As it turned out, Edgar did not support Stonewall Jackson Dam in West Virginia, nor did he support dozens of other projects ear-marked for funding in the Appropriations Committee that year. He has even made a concerted effort to have them taken out, year after year. For this, Edgar has become a virtual pariah among his colleagues and a hero among conservation groups. By general consensus, no one among the 535 members of Congress has been quite as willing to risk his political career attacking the pork-barrel system. The reason may have something to do with the fact that Edgar is a former Methodist minister who became a Congressman almost by accident. Well-built, handsome, a picture of rectitude in repose, he was, in the early 1980s, perhaps the most stubbornly principled person in that legislative body, a distinction that has worked against him at every turn. “Some of my colleagues come up to me and say, ‘Bob, I wish I had your guts,’ ” says Edgar. “Then they attack me on the floor.” Actually, Edgar has a built-in advantage in his district. He represents suburban Philadelphia, and it would be difficult for the Corps of Engineers to tantalize his constituents with a water project—where would one build one in the suburbs?—and then see to it that the appropriations committees deny him funds (a strategy which, according to a number of Congressional staff aides, has been used on numerous occasions, with good results).
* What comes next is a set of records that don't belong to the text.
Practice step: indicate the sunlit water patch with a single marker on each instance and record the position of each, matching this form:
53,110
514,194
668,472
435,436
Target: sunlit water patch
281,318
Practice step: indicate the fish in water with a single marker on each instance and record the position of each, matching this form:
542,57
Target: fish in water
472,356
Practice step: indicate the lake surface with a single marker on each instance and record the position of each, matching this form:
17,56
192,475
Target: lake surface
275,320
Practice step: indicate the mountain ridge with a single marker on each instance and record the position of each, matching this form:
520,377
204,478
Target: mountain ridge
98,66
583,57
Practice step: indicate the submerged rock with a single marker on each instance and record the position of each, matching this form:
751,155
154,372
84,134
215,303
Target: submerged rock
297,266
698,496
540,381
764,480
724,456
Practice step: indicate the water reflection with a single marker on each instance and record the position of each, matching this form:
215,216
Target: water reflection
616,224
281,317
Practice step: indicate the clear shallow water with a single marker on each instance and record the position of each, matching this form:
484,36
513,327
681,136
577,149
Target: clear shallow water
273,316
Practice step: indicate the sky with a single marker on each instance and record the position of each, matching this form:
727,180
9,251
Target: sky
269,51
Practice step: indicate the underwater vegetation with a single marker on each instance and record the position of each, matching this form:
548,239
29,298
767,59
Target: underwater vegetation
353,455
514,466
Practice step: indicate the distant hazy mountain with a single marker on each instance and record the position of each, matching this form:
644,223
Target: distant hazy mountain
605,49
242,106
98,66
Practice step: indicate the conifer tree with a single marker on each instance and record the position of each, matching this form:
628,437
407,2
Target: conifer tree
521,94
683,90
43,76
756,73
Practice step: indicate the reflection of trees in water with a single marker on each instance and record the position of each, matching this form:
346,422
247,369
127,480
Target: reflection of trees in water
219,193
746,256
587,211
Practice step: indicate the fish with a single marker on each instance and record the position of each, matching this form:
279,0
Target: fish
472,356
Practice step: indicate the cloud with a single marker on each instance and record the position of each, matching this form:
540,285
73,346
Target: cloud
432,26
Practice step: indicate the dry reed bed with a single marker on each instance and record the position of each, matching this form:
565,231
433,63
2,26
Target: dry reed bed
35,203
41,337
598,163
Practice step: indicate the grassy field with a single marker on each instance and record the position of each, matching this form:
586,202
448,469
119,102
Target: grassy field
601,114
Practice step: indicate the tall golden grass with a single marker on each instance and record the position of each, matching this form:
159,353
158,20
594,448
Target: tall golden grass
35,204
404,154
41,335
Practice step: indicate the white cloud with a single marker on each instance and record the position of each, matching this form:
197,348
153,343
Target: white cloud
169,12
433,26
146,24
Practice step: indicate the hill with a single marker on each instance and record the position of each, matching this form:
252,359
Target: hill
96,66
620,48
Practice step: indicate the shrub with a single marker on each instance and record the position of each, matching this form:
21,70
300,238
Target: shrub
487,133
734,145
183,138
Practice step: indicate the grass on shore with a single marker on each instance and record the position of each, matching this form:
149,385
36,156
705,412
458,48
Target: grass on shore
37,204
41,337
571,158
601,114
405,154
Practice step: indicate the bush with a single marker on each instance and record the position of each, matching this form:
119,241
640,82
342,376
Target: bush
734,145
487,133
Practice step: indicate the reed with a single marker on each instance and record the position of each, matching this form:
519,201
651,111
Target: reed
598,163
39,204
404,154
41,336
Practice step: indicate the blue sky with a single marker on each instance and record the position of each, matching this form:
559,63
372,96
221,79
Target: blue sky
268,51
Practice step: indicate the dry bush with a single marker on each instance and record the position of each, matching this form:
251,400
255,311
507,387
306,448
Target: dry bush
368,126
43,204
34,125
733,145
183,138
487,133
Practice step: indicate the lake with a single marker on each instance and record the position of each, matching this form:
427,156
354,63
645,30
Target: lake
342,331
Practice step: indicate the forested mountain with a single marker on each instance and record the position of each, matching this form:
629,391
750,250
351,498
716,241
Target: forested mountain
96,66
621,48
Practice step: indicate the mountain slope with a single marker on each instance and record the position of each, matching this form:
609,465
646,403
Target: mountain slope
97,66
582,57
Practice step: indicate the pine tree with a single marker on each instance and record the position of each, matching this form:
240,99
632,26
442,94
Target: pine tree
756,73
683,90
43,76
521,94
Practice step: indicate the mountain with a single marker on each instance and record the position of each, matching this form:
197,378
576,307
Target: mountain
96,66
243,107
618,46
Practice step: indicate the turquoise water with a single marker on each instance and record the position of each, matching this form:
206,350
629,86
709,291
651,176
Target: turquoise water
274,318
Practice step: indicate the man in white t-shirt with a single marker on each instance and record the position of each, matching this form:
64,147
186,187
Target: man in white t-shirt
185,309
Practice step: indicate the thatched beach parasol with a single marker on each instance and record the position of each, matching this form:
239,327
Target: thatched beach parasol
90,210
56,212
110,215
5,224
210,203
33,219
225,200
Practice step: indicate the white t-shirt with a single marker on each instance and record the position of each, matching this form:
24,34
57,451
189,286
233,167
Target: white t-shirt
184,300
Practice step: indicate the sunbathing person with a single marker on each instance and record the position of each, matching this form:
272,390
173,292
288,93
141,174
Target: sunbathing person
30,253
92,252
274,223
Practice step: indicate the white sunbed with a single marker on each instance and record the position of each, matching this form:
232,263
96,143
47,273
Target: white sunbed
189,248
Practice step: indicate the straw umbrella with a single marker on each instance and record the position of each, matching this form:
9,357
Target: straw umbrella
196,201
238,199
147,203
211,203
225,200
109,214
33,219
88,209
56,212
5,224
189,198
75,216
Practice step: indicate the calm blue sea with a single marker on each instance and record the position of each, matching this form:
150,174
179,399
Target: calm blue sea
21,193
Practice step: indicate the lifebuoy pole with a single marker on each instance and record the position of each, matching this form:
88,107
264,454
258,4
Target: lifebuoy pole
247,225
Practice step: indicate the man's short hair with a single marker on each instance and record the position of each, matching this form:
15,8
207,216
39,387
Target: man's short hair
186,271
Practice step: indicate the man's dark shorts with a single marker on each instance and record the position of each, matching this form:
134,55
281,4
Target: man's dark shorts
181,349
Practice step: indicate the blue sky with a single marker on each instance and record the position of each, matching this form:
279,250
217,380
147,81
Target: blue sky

Still, federal public-works money has, in recent years, tended to detour around Edgar’s district. His colleagues have also subjected him to threats. “Tim Lee Carter of Kentucky came up to me once after I fought to remove Paintsville Lake from the appropriations bill,” says Edgar. “He was blazing mad. He punched a finger in my chest and said, ”I know nothing about the Philadelphia shipyard,
but I will.’
Another Congressman told me he hopes I
am
successful in knocking off his project, because then hundreds of his constituents will walk into my district and work for my defeat.”

 

After a while, it is difficult to remain principled in such an atmosphere, let alone be effective. “Congress as an institution is pretty sick,” says Bob Eckhardt, who was a liberal Congressman from Houston until his defeat in 1980. “It has two diseases: special interestitis and parochialism. My opponent made a big issue out of the fact that I was too generous to the Northeast. He said I voted to guarantee New York City’s loan when the money could have been spent in Texas. He boasted about
not
being a candidate with a national perspective. New Yorkers are just as parochial in their own way. Liz Holtzman of New York feels the question of the Concorde landing at Kennedy Airport is as important as the Equal Rights Amendment. People like Pat Moynihan [the Democratic Senator from New York] oppose western dams but want to waste even more money on a crazily expensive project like Westway. If New York City
had
gone bankrupt in 1975 it would have been a terribly serious blow to the bond markets of many other cities, including places like Boise, Idaho, and Jackson, Mississippi. I didn’t detect that many members recognized that fact, or cared about it if they did. They mainly didn’t want to be accused of spending their constituents’ money on a lousy place like New York.”